Other works in the domain focus more exclusively on the various factors around trust. The paper entitled Do as AI say[16] conducted a study to determine the impact of advice on the performance of expert radiologists and non-expert physicians on a particular clinical task. The study created accurate and inaccurate advice, and artificially marked some of them as human provided and others as AI provided. It demonstrated that most participants were able to successfully rate inaccurate advice as lower quality, and that these ratings were largely source independent. A key finding however, was that unlike previous studies , participants were not averse to utilising algorithmic advice in making their decision, with a general tendency to agree with the advice.

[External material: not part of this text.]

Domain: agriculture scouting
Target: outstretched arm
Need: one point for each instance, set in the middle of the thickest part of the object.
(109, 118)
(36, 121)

This yet again underlines the concern of decisions arriving from a faulty AI, which could have catastrophic effects when physicians are unable to filter out inaccurate advice.

Another study involved defining what "trust" meant in the AI healthcare setting [17]. The paper gauged the importance of doctor-patient trust in the healthcare setting, built by an implicit recognition of the doctor’s experience, and fostered through repeated interactions. It argued that in order for an AI system to be effective in a healthcare system, it’s role must be clearly defined. A patient is more likely to trust an AI system that has some sort of licensure on its expertise, similar to that of a doctor. A key factor in this involves the interpretabiliity and explainability of the system, as opposed to a black box who’s expertise a patient cannot easily gauge, findings further supported through experimental results as in [13].

As a whole, the papers in this section demonstrated a line of study that focus on the "human" aspects of human-AI collaboration. While works such as [13] quantified experimental results to demonstrate when and how humans benefit from AI, works such as [16],[17] sought to foster discussion on what it takes to build a trustworthy AI system, underlining the critical importance of trust in the healthcare setting.

Virtual Assistance

Virtual assistance is an evolving and hot topic in human centered artificial intelligence. Many successful research works have been published and used in many fields of industry. In this section, we first introduce three representative theoretical approaches with different frameworks in virtual assistance. Then, we focus on how the academic accomplishments are transferred into applications in the healthcare area. Among the three approaches, the first one is the retrieval-based method, which searches from a candidate pool for a best match, while the second generation method generates responses from scratch or given inputs.The last one is the hybrid method of the previous two.

Retrieval-based methods assume that the response comes from a pool of candidate responses, which are all existing human responses. This method generally evaluates the score of each possible candidate, and gives out the answer with the highest score. Among all retrieval-based methods, representation-based models, interaction-based models and PLM-based models are the most popular frameworks[18] (see figure 4). On the other hand, a generation-based method synthesizes responses word by word, and thus can produce new answers outside of existing ones. Most existing generation-based methods are based on encoder-decoder architectures.The end to end nature of this architecture directly sends the inputs into an embedding of the contextual information. And the decoder then automatically picks a new word and the next hidden state.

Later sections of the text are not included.